Friday's ATC was especially bad, so one more critique. Tom Bowman (NPR's Pentagon What is especially misleading about this feature are the assertions made about counterinsurgency:
(Bowman): "Retired Army General Jack Keane says Petraeus understands how to work with the local population and encourage them to break with insurgents – the essence of what the military calls counter insurgency."
(Keane) says that Petraeus "clearly understands proven counterinsurgency practices which have got to be put in place."
(Keane): "It’s all about securing the population and it’s not been done, and he [Petraeus] clearly understands how to secure that population."
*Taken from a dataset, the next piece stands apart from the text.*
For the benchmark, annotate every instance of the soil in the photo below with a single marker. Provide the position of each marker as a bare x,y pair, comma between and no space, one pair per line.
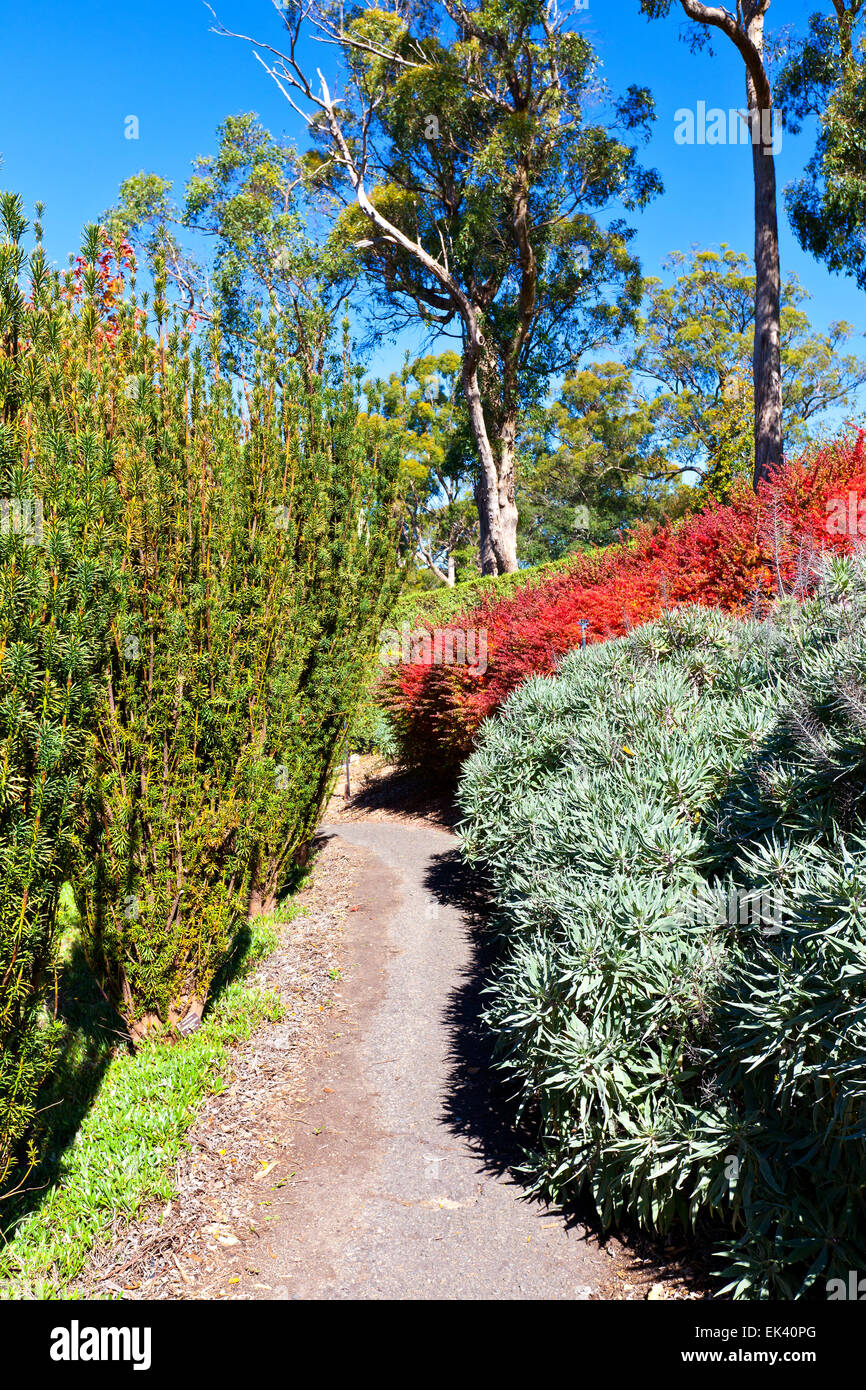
364,1147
(Bowman): "Petraeus is no ordinary general he has a PhD from Princeton – his thesis topic: The American Military and the Lessons of Vietnam. He is among those who believe the army after Vietnam forgot how to fight insurgencies. He recently coauthored a new army manual on that topic."
In theory, some of the manual sounds reasonable and even humane. But the record of US counterinsurgency is anything but reasonable and humane. As Matthew Yglesias points out at TPM Cafe, the "successes" the US has had with counterinsurgency (as in the Indian Wars or in Central America) have relied on mass killings and brutality.
This glossing over the bloody history of US counterinsurgency practice (versus propaganda) is pretty much par for the course at NPR (previous case in point). This doesn't make it any less reprehensible, especially since the only way to achieve the US imperial goals for the Middle East is probably going to be through more mass slaughter of those who live there.